Grosse Verdankung beim Jubiläum

Vergangene Woche organisierte das Verwaltungspersonal eine Feier zu Kurt Gubsers 40-Jahr-Dienstjubiläum. «Ich wusste vorher nur, dass ich am Freitag bereitstehen soll», sagt er. Auf einem Sofa im Anhänger des Kommunalfahrzeugs wurde er durch die Gemeinde chauffiert. Dabei besuchte der bald 65-Jährige viele Leute, mit denen er jeweils beruflich zu tun hatte. Von allen Seiten erhielt er Dank für seine Arbeit zugesprochen. «Das war wirklich sehr schön.»

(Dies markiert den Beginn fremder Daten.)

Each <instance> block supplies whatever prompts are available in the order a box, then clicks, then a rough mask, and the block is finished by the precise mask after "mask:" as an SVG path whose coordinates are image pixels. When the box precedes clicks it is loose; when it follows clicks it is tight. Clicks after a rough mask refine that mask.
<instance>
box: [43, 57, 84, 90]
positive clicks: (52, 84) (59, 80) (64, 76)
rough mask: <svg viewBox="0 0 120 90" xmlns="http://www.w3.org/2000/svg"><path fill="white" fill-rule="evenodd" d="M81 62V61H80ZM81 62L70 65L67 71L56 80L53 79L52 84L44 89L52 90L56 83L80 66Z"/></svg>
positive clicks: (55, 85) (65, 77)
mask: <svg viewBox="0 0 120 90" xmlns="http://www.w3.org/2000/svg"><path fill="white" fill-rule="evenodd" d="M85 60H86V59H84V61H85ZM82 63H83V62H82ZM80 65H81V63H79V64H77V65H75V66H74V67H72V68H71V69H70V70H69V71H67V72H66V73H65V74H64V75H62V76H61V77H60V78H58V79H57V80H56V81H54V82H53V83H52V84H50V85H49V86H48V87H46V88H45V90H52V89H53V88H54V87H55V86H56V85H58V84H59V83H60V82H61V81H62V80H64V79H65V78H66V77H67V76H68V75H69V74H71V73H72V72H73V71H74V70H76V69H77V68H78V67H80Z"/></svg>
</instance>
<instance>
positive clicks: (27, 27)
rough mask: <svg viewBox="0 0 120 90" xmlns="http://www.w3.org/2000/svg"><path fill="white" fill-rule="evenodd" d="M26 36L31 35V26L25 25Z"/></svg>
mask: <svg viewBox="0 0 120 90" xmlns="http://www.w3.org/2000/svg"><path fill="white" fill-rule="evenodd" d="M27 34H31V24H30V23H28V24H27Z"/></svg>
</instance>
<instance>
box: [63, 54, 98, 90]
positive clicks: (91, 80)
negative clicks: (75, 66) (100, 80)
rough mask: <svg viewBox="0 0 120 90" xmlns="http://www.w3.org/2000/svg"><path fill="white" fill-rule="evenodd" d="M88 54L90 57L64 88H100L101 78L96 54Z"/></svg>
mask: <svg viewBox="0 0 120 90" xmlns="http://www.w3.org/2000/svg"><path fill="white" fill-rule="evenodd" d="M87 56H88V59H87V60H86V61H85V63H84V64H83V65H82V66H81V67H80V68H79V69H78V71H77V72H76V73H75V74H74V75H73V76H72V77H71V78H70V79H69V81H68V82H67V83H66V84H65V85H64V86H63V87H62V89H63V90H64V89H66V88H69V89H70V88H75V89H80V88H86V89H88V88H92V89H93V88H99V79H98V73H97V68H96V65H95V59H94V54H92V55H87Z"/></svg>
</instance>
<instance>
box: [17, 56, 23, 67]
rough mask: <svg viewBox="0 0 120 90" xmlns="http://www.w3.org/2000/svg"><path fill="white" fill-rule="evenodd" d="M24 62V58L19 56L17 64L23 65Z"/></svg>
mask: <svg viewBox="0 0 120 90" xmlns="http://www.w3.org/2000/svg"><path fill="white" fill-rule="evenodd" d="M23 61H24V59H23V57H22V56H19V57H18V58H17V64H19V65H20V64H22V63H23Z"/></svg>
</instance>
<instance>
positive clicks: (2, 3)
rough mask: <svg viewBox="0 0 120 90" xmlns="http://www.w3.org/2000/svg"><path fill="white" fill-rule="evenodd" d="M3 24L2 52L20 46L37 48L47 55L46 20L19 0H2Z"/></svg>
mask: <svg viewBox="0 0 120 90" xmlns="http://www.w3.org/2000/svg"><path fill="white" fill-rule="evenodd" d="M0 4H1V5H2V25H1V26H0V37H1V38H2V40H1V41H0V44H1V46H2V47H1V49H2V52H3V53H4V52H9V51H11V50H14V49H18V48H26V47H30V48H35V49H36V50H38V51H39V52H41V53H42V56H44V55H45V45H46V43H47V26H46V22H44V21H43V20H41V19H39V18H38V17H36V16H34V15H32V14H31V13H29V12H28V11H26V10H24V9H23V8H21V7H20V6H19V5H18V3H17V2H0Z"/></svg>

«Für meine Gemeinde», steht auf dem Rücken von Kurt Gubsers Arbeitskleidung. Nach diesem Motto lebt er. So bewohnt der Vater zweier erwachsener Söhne mit seiner Frau eine Wohnung im Gemeindehaus. Und als weiteren Job erledigt er dort die Hauswarts-Arbeiten. Im Juni verlässt er das Haus für zwei Monate. Nicht etwa für einen ausgedehnten Strandurlaub. «Ich gehe z’Alp, bei Iseltwald am Brienzersee», sagt Gubser, der auch sonst oft und gerne in Bauernbetrieben aushilft. Der Gemeinde Rickenbach bleibt er jedoch erhalten. Ab August arbeitet er wieder für ein Jahr mit einem 20-Prozent-Pensum. «Ich werde unter anderem grössere Wasserprojekte betreuen.» Auch sonst rechnet er künftig mit genügend Arbeit. Pensionierung bedeutet für Kurt Gubser nicht Ruhestand. «Nichts tun ist auch nichts.»